Últimamente, alguien volvió a preguntarme qué temen realmente con la desvinculación de las stablecoins, y la verdad es que no todo se trata de problemas técnicos en la cadena, sino más bien de una “psicología de pánico”. Normalmente, todos las consideran como aire de un dólar, pero en cuanto hay un pequeño movimiento, si la reserva no es transparente, si el canal de pago no funciona bien, o si alguien en el banco te está reteniendo, inmediatamente pasa de ser “sin problema” a “me voy primero”. En ese momento, las diferentes publicaciones y informes de auditoría no dan tiempo, y la emoción hace que el precio caiga primero.
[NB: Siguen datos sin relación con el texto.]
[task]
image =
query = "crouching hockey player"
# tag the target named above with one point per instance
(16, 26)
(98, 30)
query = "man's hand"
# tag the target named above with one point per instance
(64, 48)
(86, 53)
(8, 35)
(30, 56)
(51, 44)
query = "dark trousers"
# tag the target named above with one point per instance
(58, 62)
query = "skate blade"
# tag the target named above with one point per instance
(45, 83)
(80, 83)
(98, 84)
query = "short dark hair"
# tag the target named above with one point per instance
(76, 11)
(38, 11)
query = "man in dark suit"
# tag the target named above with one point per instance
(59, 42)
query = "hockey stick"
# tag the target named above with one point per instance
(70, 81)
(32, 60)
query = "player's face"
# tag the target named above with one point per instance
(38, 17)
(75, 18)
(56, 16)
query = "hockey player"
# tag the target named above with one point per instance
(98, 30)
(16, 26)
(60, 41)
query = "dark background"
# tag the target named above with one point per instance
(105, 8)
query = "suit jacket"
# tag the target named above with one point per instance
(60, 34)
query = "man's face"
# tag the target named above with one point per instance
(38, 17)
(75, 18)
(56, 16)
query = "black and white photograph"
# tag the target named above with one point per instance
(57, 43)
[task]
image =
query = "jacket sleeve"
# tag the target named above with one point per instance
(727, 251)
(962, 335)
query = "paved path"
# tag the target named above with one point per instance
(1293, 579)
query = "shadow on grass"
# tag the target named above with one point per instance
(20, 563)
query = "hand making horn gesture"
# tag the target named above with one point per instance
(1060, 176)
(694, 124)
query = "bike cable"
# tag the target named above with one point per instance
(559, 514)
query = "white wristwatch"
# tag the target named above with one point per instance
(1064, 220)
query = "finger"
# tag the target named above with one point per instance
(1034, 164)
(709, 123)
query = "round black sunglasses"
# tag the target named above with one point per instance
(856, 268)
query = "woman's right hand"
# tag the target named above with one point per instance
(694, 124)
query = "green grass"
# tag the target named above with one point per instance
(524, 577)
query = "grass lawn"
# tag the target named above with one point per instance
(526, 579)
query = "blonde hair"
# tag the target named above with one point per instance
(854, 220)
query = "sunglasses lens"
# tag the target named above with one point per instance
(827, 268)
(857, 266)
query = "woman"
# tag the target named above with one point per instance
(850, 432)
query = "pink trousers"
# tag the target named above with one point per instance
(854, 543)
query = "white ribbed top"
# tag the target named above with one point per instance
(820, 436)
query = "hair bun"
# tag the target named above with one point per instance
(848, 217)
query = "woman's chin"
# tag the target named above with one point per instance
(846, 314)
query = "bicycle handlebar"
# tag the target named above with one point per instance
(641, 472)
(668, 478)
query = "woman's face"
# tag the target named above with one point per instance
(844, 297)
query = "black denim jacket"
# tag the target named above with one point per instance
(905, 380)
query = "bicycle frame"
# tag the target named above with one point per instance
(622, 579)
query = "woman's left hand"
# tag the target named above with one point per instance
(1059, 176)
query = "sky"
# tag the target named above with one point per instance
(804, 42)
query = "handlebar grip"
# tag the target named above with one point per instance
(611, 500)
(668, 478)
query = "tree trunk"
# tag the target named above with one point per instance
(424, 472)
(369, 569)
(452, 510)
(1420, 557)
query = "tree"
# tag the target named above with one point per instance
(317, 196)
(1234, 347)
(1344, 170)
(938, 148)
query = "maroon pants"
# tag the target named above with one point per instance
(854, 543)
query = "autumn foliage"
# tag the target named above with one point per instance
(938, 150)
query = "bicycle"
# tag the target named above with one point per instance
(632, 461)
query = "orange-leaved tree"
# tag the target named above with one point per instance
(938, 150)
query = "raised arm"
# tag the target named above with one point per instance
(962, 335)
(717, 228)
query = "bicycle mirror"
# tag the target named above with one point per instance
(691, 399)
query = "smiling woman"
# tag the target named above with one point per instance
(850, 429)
También hay una conexión bastante interesante: cuando la tasa de financiamiento de los fondos en spot/derivados alcanza un extremo, en el grupo se arma un alboroto sobre si se trata de una reversión o si la burbuja sigue inflándose. Mi experiencia personal es que, por muy exagerada que sea la tasa, solo es una apariencia; la cuerda de fondo sigue siendo la confianza — en cuanto la gente empieza a dudar de si pueden cambiarse por dólares reales o activos reales, se produce una reacción en cadena. De todos modos, ahora prefiero diversificar en varias plataformas y mantener algo de efectivo fuera de la cadena, no tomar la “estabilidad” como una garantía, y primero sobrevivir.